Regression Tutorial with Julia
Hi, in my last post, I showed how Julia can be used to perform a classification task. In that case, we classified patients into two categories, so it was a classification, which is a method for predicting a, you guessed it, categorical outcome. But now, we are going to do a regression, where the outcome variable is continuous.
That said, let’s try to create a model that can predict a time to event. Even though this could be handled differently, for this purpose, we are going to treat this outcome prediction as a simple continuous variable.
The dataset is available here. For this tutorial, we are going to need a few packages. For using them, check the code below.
If you do not have the packages installed, run
using Pkg; Pkd.add(“<PackageName>")
Data Load and Checking
For loading the dataset into your environment we can do it through the link.
Then we should inspect the dataset in order to check if everything went as expected. Then we can analyse some descriptive statistics of the dataset, like central statistics and dispersion. We can sum all of this into:
For today, we are going to try to predict the variable time. This variable is the time to the event, which can be death or not. So time is the amount of time needed until that event, whether death or follow-up period.
So we need to evaluate more in detail the target variable with some visualizations.
Time to event has a median of +- 110 and interquartile of 125. Now for a frequency plot.
We have at least two peaks of time frequency around 90 and 210.
For a further inspection, we ploted age vs time. There is a negative correlation between them (even if low), as would be expected. Now for event vs time.
As expected, Event is a major differentiator for the value of time. So it will be natural that the variable event has a lot of impact into our model. Now to prepare the data for applying the models, we will coerce into specific scitypes for better handling by the models. More information on scitypes here.
coerce!(dataset, Count=>MLJ.Continuous);
Creating Models
Preparing data is important for starting the model creation, so we will divide data in target (y) and remaining features (X)
For this, we are going to evaluate the models in the training dataset with repeated cross-validation in order to get a pretty good idea of the model performance on the test set. For all models we are going to:
- Load model.
- Create the machine (which is a similar action to class instantiation)
- Training with 3x 10-fold cross-validation and return the evaluation metric.
- store the metrics into a dictionary for further usage.
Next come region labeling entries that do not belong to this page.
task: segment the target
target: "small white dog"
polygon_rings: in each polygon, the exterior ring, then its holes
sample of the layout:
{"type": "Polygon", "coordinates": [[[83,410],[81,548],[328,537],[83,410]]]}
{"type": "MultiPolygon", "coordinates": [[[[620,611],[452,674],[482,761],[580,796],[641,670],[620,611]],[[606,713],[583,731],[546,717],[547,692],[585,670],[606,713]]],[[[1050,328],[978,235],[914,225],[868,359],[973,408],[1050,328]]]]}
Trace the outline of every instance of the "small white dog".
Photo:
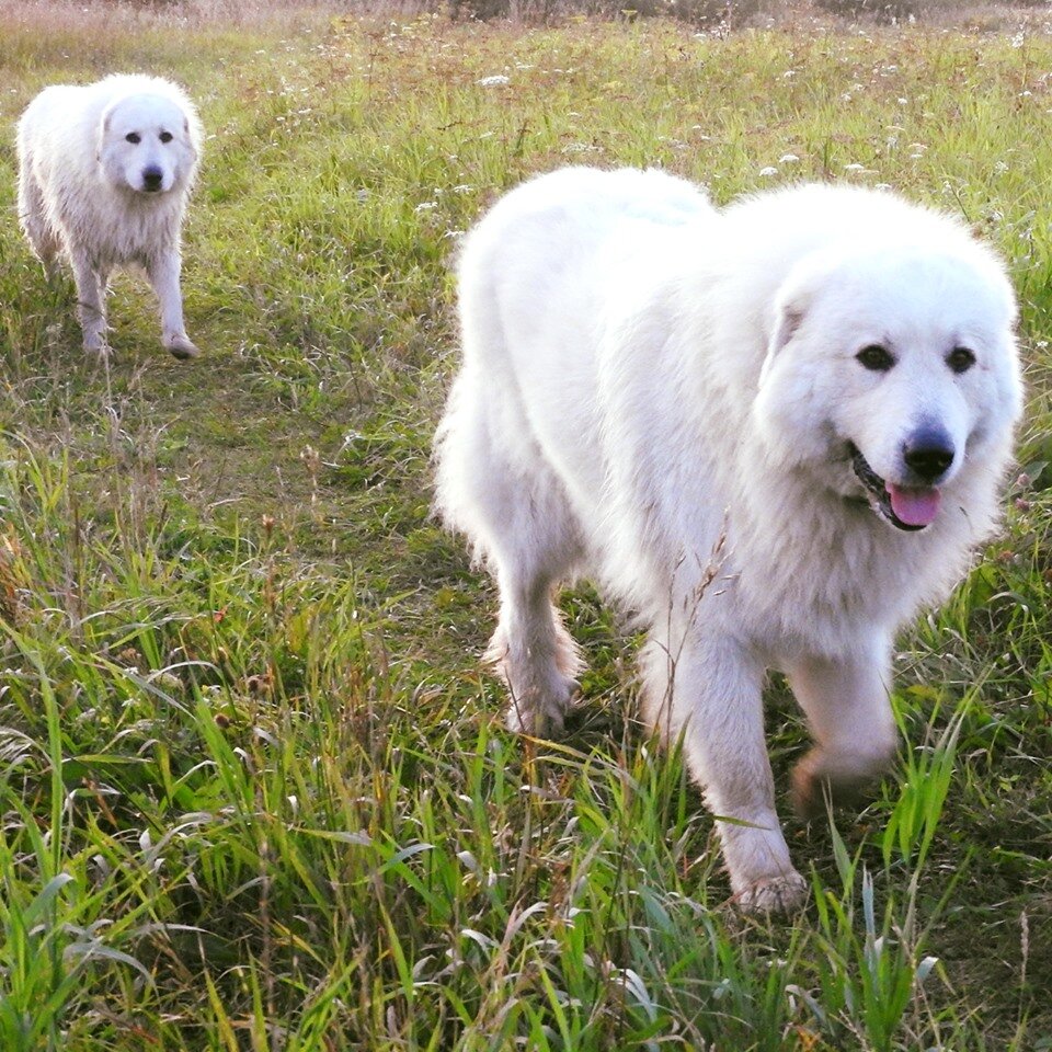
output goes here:
{"type": "Polygon", "coordinates": [[[597,575],[649,626],[645,711],[731,820],[740,905],[797,906],[764,677],[816,740],[803,812],[893,758],[893,633],[997,519],[1021,405],[1003,265],[890,193],[717,211],[660,172],[568,169],[496,204],[459,279],[436,503],[500,588],[510,724],[561,727],[579,659],[552,591],[597,575]]]}
{"type": "Polygon", "coordinates": [[[69,258],[85,351],[106,351],[111,272],[137,266],[160,301],[164,346],[197,354],[183,323],[180,232],[201,141],[193,103],[159,77],[55,84],[19,121],[22,229],[49,274],[69,258]]]}

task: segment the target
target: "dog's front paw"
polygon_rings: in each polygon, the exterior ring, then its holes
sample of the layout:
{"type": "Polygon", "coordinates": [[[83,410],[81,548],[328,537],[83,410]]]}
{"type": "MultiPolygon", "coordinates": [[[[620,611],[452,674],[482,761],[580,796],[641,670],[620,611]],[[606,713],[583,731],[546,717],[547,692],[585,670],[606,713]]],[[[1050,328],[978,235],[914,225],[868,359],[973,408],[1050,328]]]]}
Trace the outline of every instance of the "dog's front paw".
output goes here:
{"type": "Polygon", "coordinates": [[[796,871],[764,877],[734,895],[742,913],[796,913],[808,901],[808,882],[796,871]]]}
{"type": "Polygon", "coordinates": [[[164,340],[165,348],[180,361],[185,361],[186,358],[196,358],[201,351],[197,350],[197,346],[194,342],[186,335],[174,335],[168,336],[164,340]]]}
{"type": "Polygon", "coordinates": [[[561,684],[556,691],[546,691],[544,696],[539,691],[530,691],[522,698],[513,696],[505,719],[507,729],[534,737],[559,737],[578,690],[576,681],[570,681],[561,684]]]}

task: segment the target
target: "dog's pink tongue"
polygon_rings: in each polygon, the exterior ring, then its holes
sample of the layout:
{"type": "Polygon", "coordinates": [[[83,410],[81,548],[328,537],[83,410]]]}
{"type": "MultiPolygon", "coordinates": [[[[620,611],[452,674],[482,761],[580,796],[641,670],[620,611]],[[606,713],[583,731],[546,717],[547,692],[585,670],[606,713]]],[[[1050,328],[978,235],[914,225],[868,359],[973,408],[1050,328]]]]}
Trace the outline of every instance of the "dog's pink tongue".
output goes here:
{"type": "Polygon", "coordinates": [[[928,526],[939,512],[941,494],[936,489],[914,489],[888,483],[891,510],[907,526],[928,526]]]}

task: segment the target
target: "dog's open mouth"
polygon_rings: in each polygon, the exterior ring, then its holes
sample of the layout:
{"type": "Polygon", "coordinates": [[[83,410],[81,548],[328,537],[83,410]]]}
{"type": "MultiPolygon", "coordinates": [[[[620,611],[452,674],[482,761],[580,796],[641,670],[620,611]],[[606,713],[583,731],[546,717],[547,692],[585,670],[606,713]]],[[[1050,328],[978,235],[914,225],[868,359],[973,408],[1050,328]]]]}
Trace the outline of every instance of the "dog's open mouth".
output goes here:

So, we are going to use a linear model, decision tree, k-nearest neighbours, random forest and gradientboost (this could be done with a loop but oh well 😃). The seed is used to make the code reproducible (since RNG is used for cross-validation).
Assessing results
For the results, we need to collect all the Root Mean Squared Error returned by the cross-validations and evaluate the Confidence Interval (95%).
The Linear regression, Random Forest and GradientBoost seems to perform a little better than the other 2. However, since linear regression has a better explainability, we are going with it as the final model.
MAE: 51.26912864372159
RMSE: 59.80738088464344
RMSP: 2.398347880392765
MAPE: 0.9529914417765525(coefs = [:age => -0.5600676786856139, :anaemia => -17.379451678818782, :creatinine_phosphokinase => -0.0024220637584861492, :diabetes => 5.5623104572596525, :ejection_fraction => -0.4719281676537811, :high_blood_pressure => -23.336061031579977, :platelets => -2.9328265873457684e-5, :serum_creatinine => 1.80232687559864, :serum_sodium => 0.06127126459720784, :sex => -3.8716177684193114, :smoking => -6.7752701233783705, :DEATH_EVENT => -86.69157019555797], intercept = 226.6056333198319,)
As we understood earlier, the DEATH_EVENT variable has a major impact in the model, with a -86 coefficient.
Evaluating Final Model
The model was fitted to the data and evaluated on the test set, we know how good it performed but we can investigate this more deeply. It should assess the errors for each row in the test set, in order to inspect them more thoroughly.
The errors seem random and do not follow any type of pattern, which is good.
Test error seems to follow a normal distribution, which is desirable.
Conclusion
With these evaluations, we have a little more confidence to say that our model grasped a glimpse of the reality of the data in order to predict the time variable. Further work could be employed in tuning the parameters or creating variables to improve our models.
I hope that this was helpful to let you take on a regression task with Julia Lang!